Objectives: Papillomavirus Dumfries and Galloway (PaVDaG) assessed the performance of a high-risk human papillomavirus (hrHPV) PCR-based assay to detect high-grade cervical intraepithelial neoplasia (CIN2+) in self-collected vaginal and urine samples.
Setting: Women attending routine cervical screening in primary care.
Participants: 5318 women aged 20-60 years provided self-collected random urine and vaginal samples for hrHPV testing and a clinician-collected liquid-based cytology (LBC) sample for cytology and hrHPV testing.
Interventions: HrHPV testing. All samples were tested for hrHPV using the PCR-based cobas 4800 assay. Colposcopy was offered to women with high-grade or repeated borderline/low-grade cytological abnormalities; also to those who were LBC negative but hrHPV 16/18 positive.

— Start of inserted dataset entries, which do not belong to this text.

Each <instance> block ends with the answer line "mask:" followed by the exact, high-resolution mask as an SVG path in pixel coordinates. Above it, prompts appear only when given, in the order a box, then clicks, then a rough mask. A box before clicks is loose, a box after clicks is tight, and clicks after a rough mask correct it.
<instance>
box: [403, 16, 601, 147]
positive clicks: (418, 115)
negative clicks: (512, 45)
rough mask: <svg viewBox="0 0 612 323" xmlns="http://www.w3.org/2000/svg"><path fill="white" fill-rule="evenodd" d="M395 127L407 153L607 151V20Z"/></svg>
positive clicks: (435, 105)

Primary and secondary outcome measures: The self-tests' absolute sensitivity and specificity for CIN2+ were assessed on all biospecimens; also, their relative sensitivity and specificity compared with clinician-taken samples. Interlaboratory and intralaboratory performance of the hrHPV assay in self-collected samples was also established.

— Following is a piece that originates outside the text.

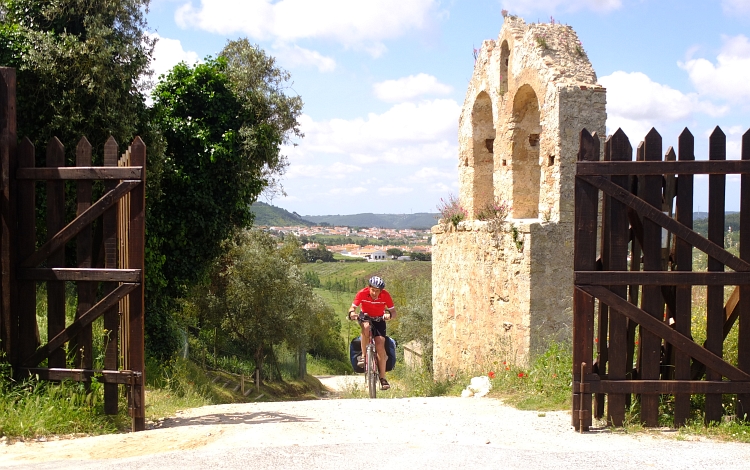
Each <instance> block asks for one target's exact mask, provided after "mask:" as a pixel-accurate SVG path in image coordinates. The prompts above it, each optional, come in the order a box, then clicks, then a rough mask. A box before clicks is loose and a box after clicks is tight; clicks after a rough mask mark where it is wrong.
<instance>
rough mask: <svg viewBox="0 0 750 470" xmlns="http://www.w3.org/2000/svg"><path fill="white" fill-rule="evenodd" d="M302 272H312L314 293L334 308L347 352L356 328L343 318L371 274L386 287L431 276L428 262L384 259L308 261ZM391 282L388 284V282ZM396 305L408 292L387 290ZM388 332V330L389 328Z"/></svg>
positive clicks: (398, 304)
mask: <svg viewBox="0 0 750 470" xmlns="http://www.w3.org/2000/svg"><path fill="white" fill-rule="evenodd" d="M302 271H303V272H312V273H314V274H315V275H317V277H318V278H319V279H320V287H317V288H315V293H316V294H318V295H319V296H321V297H322V298H323V299H324V300H325V301H326V303H327V304H328V305H330V306H331V307H332V308H333V310H334V315H335V316H336V318H338V319H339V321H340V323H341V338H342V344H343V345H344V348H345V350H346V351H347V352H348V351H349V347H348V345H349V341H350V340H351V339H352V338H354V337H356V336H358V335H359V331H358V330H359V328H358V326H357V324H356V323H355V322H350V321H347V320H346V312H347V311H348V310H349V306H350V305H351V302H352V299H353V298H354V294H355V293H356V292H357V290H359V289H361V288H362V287H364V286H365V285H366V283H367V280H368V279H369V278H370V277H372V276H376V275H377V276H381V277H383V278H384V279H385V280H386V289H389V286H393V287H396V286H400V285H402V283H401V282H395V281H397V280H403V279H425V280H427V281H428V282H429V281H430V280H431V276H432V263H430V262H429V261H386V262H382V263H308V264H305V265H303V266H302ZM391 280H392V281H394V282H393V283H391V284H390V285H389V284H388V282H389V281H391ZM391 294H393V297H394V301H395V302H396V308H397V309H398V308H399V299H400V298H403V297H402V296H403V295H405V296H407V297H408V295H409V294H408V292H406V293H399V294H401V295H397V293H396V292H391ZM389 331H390V330H389Z"/></svg>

Results: HrHPV prevalence was 14.7%, 16.6% and 11.6% in cervical, vaginal and urine samples, respectively. Sensitivity for detecting CIN2+ was 97.7% (95% to 100%), 94.6% (90.7% to 98.5%) and 63.1% (54.6% to 71.7%) for cervical, vaginal and urine hrHPV detection, respectively. The corresponding specificities were 87.3% (86.4% to 88.2%), 85.4% (84.4% to 86.3%) and 89.8% (89.0% to 90.7%). There was a 38% (24% to 57%) higher HPV detection rate in vaginal self-samples from women over 50 years compared with those ≤29 years. Relative sensitivity and specificity of hrHPV positivity for the detection of CIN2+ in vaginal versus cervical samples were 0.97 (0.94 to 1.00) and 0.98 (0.97 to 0.99); urine versus cervical comparisons were 0.53 (0.42 to 0.67) and 1.03 (1.02 to 1.04). The intralaboratory and interlaboratory agreement for hrHPV positivity in self-samples was high (κ values 0.98 (0.96 to 0.99) and 0.94 (0.92 to 0.97) for vaginal samples and 0.95 (0.93 to 0.98) and 0.90 (0.87 to 0.94) for urine samples).
Conclusions: The sensitivity of self-collected vaginal samples for the detection of CIN2+ was similar to that of cervical samples and justifies consideration of this sample for primary screening.
Keywords: PRIMARY CARE; PUBLIC HEALTH; SEXUAL MEDICINE; VIROLOGY.